I’d lost count of the reasons why I should have been having a mental breakdown. Not only was there a dangerous borderline-schizophrenic with a rifle patrolling the woods, an enraged and abusive boyfriend awaiting my return in Nintipi, a delusional, sex-starved caveman in the other room, but now the media had, by the sounds of it, tracked me down. Greg said he saw a man with a camera snooping through the woods—and he was right, there were no birdwatchers scouring the woods at this time of year.
But how did they find me?
Maybe some reporter followed me out of town. Or maybe the trucker that picked me up recognized me and told the press. Maybe Liam put out a missing persons notice and the trucker recognized me. Whatever the reason, it didn’t matter. I had to hide either way. I would have to stay inside, away from the windows, and I’d have to keep my voice down so no Peeping Tom could hear me through the thin cabin walls. Even prisoners get to go outside to stretch their legs.

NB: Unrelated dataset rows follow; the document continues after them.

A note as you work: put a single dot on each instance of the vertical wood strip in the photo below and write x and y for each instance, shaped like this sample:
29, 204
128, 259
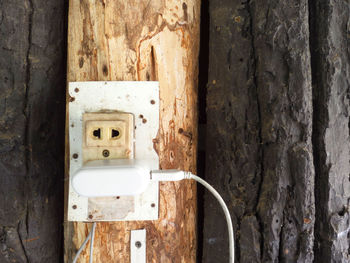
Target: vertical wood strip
144, 40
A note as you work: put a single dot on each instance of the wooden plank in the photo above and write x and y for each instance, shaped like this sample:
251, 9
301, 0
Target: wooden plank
144, 40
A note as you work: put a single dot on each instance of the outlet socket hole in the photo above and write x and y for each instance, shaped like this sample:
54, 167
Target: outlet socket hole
97, 133
115, 134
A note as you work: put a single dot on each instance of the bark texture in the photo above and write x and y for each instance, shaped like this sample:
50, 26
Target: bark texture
32, 86
330, 21
144, 40
274, 140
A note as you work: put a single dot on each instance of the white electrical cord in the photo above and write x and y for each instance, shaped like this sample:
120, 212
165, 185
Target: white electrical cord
176, 175
91, 236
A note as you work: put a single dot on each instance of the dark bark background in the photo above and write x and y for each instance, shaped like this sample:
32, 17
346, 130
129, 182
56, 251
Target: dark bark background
32, 112
274, 103
278, 130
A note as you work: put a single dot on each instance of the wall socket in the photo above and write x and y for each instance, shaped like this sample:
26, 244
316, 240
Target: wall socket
108, 135
105, 123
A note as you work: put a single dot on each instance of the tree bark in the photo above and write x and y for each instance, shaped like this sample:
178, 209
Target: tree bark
259, 114
144, 40
32, 82
330, 62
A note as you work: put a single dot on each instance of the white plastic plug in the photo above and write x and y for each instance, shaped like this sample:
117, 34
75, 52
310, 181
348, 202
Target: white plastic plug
117, 177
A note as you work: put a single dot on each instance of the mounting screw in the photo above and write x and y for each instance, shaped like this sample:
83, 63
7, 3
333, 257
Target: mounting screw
105, 153
138, 244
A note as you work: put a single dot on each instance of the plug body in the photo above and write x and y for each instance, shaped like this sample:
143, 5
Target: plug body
118, 177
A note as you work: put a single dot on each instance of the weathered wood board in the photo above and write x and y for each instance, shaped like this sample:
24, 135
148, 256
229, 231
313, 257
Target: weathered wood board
144, 40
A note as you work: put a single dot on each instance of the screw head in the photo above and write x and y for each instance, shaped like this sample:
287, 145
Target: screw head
138, 244
105, 153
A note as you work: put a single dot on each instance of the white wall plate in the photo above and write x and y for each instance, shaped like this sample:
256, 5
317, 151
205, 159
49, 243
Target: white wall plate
136, 97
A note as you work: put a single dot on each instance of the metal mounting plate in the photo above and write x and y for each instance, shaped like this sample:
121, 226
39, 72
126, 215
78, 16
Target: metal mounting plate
142, 100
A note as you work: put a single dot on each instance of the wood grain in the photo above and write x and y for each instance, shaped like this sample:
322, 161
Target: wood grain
144, 40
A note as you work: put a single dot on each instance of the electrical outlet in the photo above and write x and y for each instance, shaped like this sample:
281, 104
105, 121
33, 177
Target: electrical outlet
108, 135
105, 123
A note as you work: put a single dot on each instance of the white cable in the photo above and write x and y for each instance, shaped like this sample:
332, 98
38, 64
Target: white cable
176, 175
92, 232
92, 242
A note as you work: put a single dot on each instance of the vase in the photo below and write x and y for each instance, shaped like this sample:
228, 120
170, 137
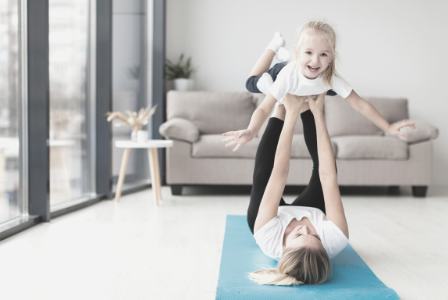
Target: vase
134, 135
183, 84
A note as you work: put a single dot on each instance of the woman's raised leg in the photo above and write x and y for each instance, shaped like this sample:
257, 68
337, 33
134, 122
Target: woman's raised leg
264, 162
313, 195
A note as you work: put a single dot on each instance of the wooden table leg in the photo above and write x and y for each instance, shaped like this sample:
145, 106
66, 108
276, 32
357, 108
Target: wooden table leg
152, 169
157, 170
124, 163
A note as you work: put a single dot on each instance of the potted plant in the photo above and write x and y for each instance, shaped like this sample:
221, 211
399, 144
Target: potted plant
135, 120
180, 73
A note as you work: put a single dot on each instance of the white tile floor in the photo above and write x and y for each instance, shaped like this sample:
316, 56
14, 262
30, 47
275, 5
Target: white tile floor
130, 250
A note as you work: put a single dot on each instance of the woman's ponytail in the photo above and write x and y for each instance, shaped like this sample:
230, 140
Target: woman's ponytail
297, 267
273, 277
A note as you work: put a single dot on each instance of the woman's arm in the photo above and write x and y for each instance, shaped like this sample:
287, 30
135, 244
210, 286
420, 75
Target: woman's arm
260, 115
327, 168
276, 184
370, 112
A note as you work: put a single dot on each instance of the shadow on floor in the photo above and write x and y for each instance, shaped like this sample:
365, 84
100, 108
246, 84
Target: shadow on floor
296, 190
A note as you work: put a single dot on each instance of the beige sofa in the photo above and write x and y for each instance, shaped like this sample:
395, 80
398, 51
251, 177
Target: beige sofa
365, 155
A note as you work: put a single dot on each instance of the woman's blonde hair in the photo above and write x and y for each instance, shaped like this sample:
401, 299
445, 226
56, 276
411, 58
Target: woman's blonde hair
327, 32
296, 267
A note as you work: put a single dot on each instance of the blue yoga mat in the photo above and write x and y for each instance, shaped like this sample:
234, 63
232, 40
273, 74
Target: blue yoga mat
352, 278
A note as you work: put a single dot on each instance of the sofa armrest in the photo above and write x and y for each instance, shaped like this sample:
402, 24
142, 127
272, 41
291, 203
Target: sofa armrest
180, 129
423, 132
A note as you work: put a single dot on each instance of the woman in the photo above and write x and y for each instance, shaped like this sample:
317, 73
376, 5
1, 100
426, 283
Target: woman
304, 235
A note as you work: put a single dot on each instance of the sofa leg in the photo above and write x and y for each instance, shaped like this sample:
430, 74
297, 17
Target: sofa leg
419, 191
176, 190
394, 190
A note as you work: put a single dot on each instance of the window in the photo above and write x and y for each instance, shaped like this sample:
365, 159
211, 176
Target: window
10, 112
69, 137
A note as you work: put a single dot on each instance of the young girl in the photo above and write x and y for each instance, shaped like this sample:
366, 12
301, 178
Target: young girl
306, 234
311, 71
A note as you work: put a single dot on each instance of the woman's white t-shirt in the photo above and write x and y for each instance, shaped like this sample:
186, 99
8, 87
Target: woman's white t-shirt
291, 80
270, 236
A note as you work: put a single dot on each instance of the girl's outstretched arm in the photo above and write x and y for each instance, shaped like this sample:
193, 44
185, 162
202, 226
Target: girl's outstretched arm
260, 115
370, 112
327, 167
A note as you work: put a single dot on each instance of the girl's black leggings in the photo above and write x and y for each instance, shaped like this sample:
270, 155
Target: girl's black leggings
251, 83
312, 196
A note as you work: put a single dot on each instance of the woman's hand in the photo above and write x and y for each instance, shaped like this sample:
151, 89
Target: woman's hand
293, 103
395, 128
239, 137
317, 105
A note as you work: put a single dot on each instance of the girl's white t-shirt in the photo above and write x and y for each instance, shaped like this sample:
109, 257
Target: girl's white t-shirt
291, 80
270, 236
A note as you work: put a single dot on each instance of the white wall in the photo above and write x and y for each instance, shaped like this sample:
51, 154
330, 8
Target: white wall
387, 48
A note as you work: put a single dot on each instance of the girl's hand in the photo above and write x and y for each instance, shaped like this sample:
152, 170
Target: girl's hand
239, 137
395, 128
317, 105
293, 103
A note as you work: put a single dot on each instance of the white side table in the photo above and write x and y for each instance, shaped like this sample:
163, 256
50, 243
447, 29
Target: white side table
152, 146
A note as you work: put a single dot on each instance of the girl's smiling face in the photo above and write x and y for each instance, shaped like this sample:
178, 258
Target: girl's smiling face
314, 55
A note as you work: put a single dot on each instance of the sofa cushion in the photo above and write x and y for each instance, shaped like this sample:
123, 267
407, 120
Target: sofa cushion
212, 113
211, 145
370, 147
422, 132
259, 99
179, 129
342, 119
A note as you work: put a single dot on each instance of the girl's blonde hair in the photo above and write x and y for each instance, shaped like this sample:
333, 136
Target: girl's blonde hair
327, 32
297, 267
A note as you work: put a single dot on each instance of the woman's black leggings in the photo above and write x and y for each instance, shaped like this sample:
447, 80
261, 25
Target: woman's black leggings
312, 196
251, 83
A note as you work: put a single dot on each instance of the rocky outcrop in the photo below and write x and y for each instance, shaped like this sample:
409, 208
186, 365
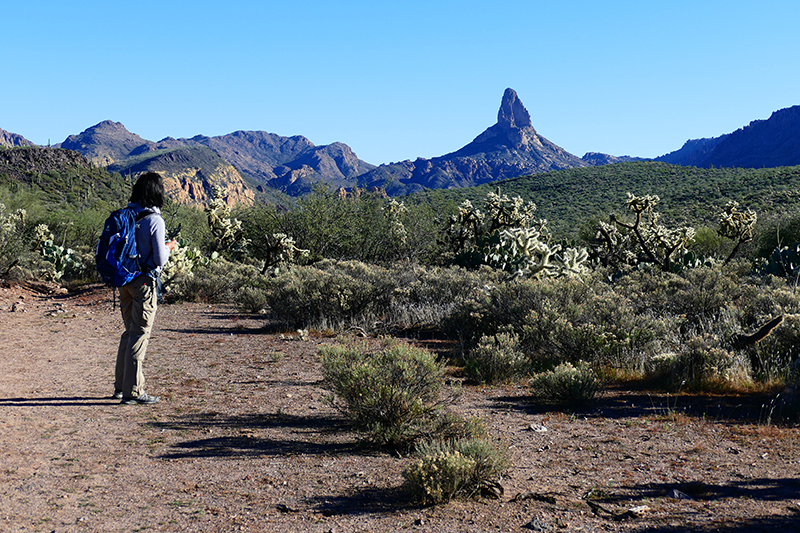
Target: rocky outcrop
10, 140
773, 142
107, 143
693, 153
190, 174
509, 148
24, 163
290, 164
597, 159
193, 186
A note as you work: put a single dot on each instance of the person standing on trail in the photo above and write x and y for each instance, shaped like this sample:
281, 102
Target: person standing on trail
139, 298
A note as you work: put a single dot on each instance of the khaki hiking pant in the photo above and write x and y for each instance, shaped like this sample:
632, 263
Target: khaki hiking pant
138, 302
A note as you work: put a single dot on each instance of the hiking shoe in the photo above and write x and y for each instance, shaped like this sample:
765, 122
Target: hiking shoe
142, 399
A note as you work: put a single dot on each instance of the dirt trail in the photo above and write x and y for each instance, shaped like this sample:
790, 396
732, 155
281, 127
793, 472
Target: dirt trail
242, 441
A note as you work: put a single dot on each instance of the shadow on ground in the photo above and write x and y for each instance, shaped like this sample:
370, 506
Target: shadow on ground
313, 436
619, 404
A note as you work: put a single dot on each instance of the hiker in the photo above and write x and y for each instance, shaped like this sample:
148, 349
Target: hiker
138, 298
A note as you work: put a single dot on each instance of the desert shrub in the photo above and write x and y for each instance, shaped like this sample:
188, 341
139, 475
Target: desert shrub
567, 383
328, 293
443, 470
358, 225
394, 394
218, 281
560, 320
340, 293
701, 362
428, 296
497, 358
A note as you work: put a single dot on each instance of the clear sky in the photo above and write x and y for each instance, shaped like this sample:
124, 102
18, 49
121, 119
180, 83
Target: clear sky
400, 80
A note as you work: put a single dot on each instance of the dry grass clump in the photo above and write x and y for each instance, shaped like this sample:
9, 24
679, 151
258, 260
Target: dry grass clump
567, 384
463, 468
394, 395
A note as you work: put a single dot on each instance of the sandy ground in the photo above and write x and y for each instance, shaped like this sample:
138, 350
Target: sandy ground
243, 441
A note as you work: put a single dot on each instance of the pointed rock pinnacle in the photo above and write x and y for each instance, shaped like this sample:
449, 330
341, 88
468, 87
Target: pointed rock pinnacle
512, 113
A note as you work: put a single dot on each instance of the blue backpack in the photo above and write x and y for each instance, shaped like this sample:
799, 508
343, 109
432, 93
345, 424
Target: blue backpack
117, 257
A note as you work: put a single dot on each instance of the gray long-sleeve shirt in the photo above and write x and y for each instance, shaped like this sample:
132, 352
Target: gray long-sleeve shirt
151, 239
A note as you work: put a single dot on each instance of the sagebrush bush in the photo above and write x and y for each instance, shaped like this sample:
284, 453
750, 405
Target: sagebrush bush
217, 282
443, 470
567, 383
338, 294
327, 294
497, 358
393, 394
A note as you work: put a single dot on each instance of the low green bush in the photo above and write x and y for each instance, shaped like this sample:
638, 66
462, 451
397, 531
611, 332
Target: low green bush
497, 358
219, 281
394, 394
567, 384
443, 470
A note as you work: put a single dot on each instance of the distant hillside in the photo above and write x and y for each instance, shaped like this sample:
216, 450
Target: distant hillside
63, 176
250, 164
510, 148
289, 164
190, 174
773, 142
107, 143
9, 139
572, 198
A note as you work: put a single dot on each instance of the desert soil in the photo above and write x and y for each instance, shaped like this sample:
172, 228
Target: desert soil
242, 440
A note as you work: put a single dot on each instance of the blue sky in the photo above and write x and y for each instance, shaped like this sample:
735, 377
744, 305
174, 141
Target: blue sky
400, 80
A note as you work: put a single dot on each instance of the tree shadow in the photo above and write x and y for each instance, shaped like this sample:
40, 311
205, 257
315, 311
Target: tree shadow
62, 401
777, 491
620, 404
769, 524
365, 501
312, 433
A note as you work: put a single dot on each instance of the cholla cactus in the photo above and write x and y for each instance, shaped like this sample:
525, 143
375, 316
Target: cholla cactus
466, 226
182, 262
510, 238
281, 248
737, 225
505, 212
395, 211
657, 243
227, 231
58, 258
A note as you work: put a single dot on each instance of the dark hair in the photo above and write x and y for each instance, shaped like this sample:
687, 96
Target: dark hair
148, 191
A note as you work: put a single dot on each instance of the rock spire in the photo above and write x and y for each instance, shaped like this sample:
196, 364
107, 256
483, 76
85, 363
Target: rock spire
512, 113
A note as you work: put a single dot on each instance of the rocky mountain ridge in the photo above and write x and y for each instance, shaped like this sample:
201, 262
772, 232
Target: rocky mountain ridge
253, 163
511, 147
774, 142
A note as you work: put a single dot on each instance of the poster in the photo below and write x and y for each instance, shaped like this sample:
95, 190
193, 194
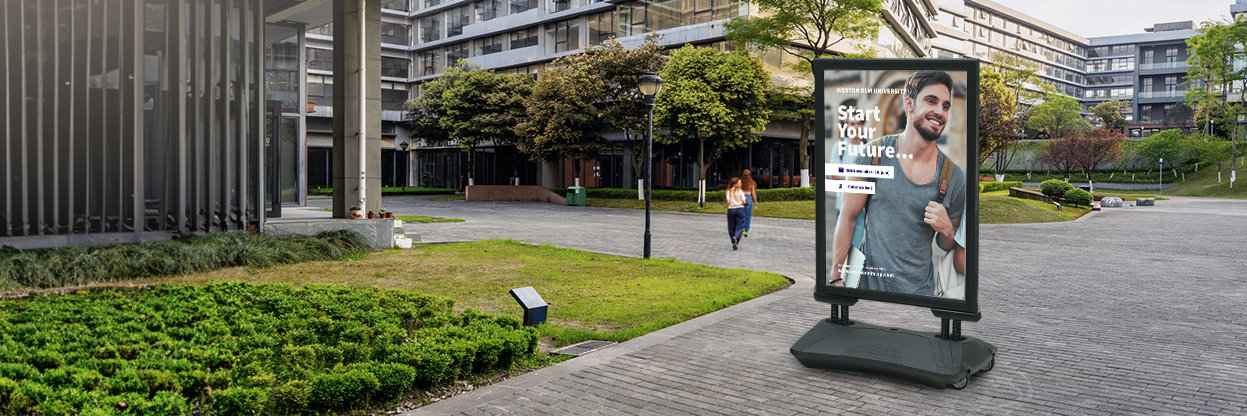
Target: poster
898, 219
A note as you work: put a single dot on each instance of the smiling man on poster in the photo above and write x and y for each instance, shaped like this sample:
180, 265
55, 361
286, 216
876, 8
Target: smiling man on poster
904, 213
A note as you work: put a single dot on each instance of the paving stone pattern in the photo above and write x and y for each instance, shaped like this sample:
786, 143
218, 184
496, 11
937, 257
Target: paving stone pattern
1129, 310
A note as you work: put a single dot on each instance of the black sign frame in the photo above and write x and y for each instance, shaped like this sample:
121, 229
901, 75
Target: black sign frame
849, 295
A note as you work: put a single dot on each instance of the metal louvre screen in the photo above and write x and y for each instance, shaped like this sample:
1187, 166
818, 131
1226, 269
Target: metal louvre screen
127, 120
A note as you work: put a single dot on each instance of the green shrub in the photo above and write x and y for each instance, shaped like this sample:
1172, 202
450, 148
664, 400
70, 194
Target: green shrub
998, 186
1078, 197
240, 401
237, 348
190, 254
1055, 188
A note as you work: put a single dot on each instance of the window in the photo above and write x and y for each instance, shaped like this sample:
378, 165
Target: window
455, 52
393, 96
558, 5
457, 19
601, 26
524, 37
430, 62
323, 30
563, 36
489, 45
395, 34
430, 29
489, 10
395, 67
321, 90
319, 59
400, 5
523, 5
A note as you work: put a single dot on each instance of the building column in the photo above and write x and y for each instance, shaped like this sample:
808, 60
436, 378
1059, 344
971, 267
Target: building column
348, 51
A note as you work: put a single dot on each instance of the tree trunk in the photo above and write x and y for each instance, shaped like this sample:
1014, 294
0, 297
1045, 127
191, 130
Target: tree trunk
702, 166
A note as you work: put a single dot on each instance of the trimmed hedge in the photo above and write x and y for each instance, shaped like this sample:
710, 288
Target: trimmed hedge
998, 186
195, 253
1055, 188
241, 349
392, 192
711, 196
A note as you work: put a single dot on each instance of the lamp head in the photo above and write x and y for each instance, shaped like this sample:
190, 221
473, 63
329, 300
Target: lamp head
650, 84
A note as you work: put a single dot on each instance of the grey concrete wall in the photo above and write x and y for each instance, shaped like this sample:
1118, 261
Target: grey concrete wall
380, 232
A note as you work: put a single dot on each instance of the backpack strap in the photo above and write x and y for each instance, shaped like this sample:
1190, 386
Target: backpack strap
945, 174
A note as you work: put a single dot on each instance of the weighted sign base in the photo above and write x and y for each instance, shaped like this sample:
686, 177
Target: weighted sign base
925, 358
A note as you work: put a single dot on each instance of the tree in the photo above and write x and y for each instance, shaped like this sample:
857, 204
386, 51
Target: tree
1059, 153
715, 99
561, 120
1207, 150
1109, 113
807, 30
609, 75
1160, 146
1056, 117
470, 107
1095, 148
998, 118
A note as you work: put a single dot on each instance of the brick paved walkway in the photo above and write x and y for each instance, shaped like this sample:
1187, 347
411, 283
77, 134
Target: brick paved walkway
1130, 310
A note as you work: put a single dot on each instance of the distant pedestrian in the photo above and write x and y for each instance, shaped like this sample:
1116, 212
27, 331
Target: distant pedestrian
751, 199
735, 198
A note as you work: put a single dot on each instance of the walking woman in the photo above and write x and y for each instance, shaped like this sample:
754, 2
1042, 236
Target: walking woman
735, 198
751, 199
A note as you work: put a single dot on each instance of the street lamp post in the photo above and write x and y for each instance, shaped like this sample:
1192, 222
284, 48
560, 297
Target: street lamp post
650, 84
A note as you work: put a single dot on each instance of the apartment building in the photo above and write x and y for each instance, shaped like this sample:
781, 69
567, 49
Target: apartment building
420, 37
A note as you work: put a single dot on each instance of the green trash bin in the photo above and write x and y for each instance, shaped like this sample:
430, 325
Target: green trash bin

I’m pretty sure that’s how some of the nastier governments in the world torture people. Isolation torture. Locking someone in a quiet room for days with nothing but their thoughts, their regrets, and their anxieties. It’s more than enough to drive a person to the brink of insanity. The proof was out there, sitting in a blizzard with a high-powered hunting rifle, ready to murder the first living thing that came within a mile of our cabin.
I rolled over onto my back and stared up at the ceiling. I should have been trying to think of a way to get back to Nintipi alive, unnoticed by the press, and a way to explain my sudden absence to Liam. Instead, I was thinking about Sammy, about what he supposedly said before he died.
He loved me and he was sorry.
He must have meant it if he felt inclined to say it before they killed him. And so what if he did mean it? Was I supposed to forgive him just because he said he was sorry? Would I have forgiven him if he was still alive? If I didn’t, I’m sure if the media found out, it would make the front page. “The Witch of Nintipi does not forgive War Hero, retains title.”
Maybe the world was right. Maybe I was a bad person and I deserved to be called a witch. It’s not like I didn’t want to forgive Sammy. I did. But just saying it aloud made me no different from the rest of the “God bless our troops, every last one of ‘em” bandwagon. What Sammy did to that girl was horrible, and I’m not convinced he was sorry. I think saying so was just a convenient way rid himself of his own guilt in his final moments. I’d probably do the same if they put a gun to my head.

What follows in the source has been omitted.